Time - 1hr
2 medium aubergines, washed
6 slices of seeded bread
25g feta cheese, diced
4 dried apricots, diced
1 handful of walnuts, crushed
1 handful of mint leaves, finely chopped
2 heaped tsp of tahini paste
1/2 a tsp cumin powder
1/2 a garlic clove, finely minced
1 wedge of lemon
Preheat the top grill in oven to 250c
1. Lay the aubergines on a tray and place on a shelf at the top of the oven. Ensure the aubergines are close to the hot bars and cook for 35 - 45minutes, turning frequently with kitchen tongs. The skin of the aubergines will start to burn and blister, this is essential as charring creates a smokey taste within the flesh. Once cooked, a knife should easily penetrate all the way through the flesh of the aubergines. Remove from the oven and allow to rest until cool enough to handle.
2. Strip the charred skin away and discard it.

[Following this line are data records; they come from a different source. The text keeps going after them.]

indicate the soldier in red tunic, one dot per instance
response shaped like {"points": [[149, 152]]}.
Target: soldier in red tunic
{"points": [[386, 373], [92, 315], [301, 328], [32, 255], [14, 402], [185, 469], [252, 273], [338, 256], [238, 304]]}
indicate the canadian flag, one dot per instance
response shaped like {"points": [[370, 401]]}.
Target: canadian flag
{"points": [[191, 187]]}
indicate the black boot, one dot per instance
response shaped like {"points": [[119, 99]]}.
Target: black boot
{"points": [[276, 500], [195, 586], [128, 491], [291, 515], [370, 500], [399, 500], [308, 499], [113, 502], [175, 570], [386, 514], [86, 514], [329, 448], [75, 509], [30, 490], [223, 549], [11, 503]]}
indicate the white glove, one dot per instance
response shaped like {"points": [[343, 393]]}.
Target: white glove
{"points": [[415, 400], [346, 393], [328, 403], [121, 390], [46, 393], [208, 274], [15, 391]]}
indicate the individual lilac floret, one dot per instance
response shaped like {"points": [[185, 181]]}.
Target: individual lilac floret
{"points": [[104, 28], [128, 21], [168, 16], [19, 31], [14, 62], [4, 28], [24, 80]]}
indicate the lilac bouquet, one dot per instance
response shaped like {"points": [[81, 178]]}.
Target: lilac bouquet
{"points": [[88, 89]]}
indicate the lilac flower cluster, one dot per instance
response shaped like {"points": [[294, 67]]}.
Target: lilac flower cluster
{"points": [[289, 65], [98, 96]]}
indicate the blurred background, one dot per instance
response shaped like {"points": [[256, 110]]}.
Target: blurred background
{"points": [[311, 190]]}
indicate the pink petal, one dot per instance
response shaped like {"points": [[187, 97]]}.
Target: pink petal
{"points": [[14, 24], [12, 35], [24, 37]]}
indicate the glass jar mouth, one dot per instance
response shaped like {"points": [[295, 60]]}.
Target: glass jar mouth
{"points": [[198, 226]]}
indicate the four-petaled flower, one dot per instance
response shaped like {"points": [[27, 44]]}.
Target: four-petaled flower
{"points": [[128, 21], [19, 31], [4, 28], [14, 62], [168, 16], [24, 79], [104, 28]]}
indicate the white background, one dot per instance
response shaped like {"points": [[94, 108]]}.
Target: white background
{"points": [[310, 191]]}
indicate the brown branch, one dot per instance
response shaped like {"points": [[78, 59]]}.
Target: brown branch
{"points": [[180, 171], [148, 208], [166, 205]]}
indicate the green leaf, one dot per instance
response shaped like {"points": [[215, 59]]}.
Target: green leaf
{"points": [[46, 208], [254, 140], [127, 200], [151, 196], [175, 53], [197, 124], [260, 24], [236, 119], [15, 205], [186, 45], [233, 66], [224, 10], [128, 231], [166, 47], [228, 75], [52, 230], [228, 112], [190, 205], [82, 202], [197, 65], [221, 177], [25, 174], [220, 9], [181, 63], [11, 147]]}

Place the flesh into a bowl and mash with the back of a fork (if you find the mixture is too watery, empty the to aubergine mixture into a sieve, drain and place back into the bowl). Next, add the garlic, cumin, tahini, mint, squeeze of lemon, tsp of olive oil, salt and fresh cracked pepper to taste. Mix thoroughly.
3. Place the slices of bread under the hot grill for a couple of minutes until golden brown on both sides.
4. Add a generous amount of the aubergine caviar to each tostada, sprinkle over the apricots, feta cheese, walnuts and picked mint leaves.
Place on a platter for sharing and top with a light dusting of salt, cracked pepper and extra virgin olive oil.
Did you know? An aubergine isn’t actually a vegetable; it bears its seeds inside, technically making it a fruit! Aubergines are an excellent source of dietary fibre, virtually fat free and contain an abundance of minerals such as magnesium, copper, iron and potassium and vitamins B1 and B6 helping supply your body with essential nutrients for optimum wellness. We love this versatile fruit!